Tamás Konok | Budapest | Hungary | 1930-2020
Tamás Konok graduated from the Hungarian Academy of Fine Arts, where his master was Aurél Bernáth. He moved to Paris in 1959 and later he also had a studio in Zurich. While maintaining his residence in Paris, he has been also living and working in Budapest since the 1990s. Konok’s first solo exhibition was at the Galerie Lambert in Paris in 1960. He had his first museum solo exhibition in Stedelijk in the Netherlands in 1964, afterwards he also had a solo show at the Lausanne Museum in Switzerland. In 1983 Konok’s works appeared at the Geometrische Abstraktion exhibition together with those of J. Albers, F. Morellet and F. Picabia. He collaborated with Galerie Schlégl in Switzerland and exhibited his works several times at the Basel Art-Expo. Konok had solo exhibitions at numerous important institutions in Hungary since the eighties, among them the Xantus János Museum in Győr and the Museum of Fine Arts (together with his artist wife, Katalin Hetey), he had retrospective exhibitions at the Ludwig Museum (1995) and the Ernst Museum (2006). Several state awards attest to the recognition of his work: he is the Knight of the National Order of the French Republic (1997) and is a holder of the Kossuth Prize (1998) as well as the Cross of the Order of Merit of the Hungarian Republic (2004).

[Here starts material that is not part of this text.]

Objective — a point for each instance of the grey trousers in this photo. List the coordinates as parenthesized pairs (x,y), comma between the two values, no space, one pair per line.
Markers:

Konok’s works can be found, among others, in the collection of the Städtische Galerie in Hamburg, the Stedelijk Museum in the Netherlands, the Musée des Beaux-Arts in Bern, the Kunstmuseum in Winterthur, the Bibliothèque Nationale in Paris, the Ludwig Museum in Budapest, the Hungarian National Gallery, the Museum of Fine Arts and the Museum of Applied Arts in Budapest.
Konok’s oeuvre is widely embedded in the international tendencies of painting, stemming from 20th century modernism and avant-garde art. The collages and monotypes of his early period are built on a surrealistic vision and visual elements going beyond reality. The geometric abstraction of Konok’s mature period – along with the reduction of shapes – is based on thin line drawings of structures. Thus, the early works and the nonfigurative ones where he uses his own authentic style are connected by the role and primacy of the line. The line that can be scarcely found in nature, however, it is connected to human activity and it can express the most abstract, transcendent contents. In Konok’s acrylic-canvas paintings lines, stripes, dotted surfaces and form fragments abstracted into signs in two dimensions tell us about the problem of plastic, that is to say spatial representation. Thus, colors are usually not merely form fillings, nor are they elements of an optical illusion, but they are part of a line-based system.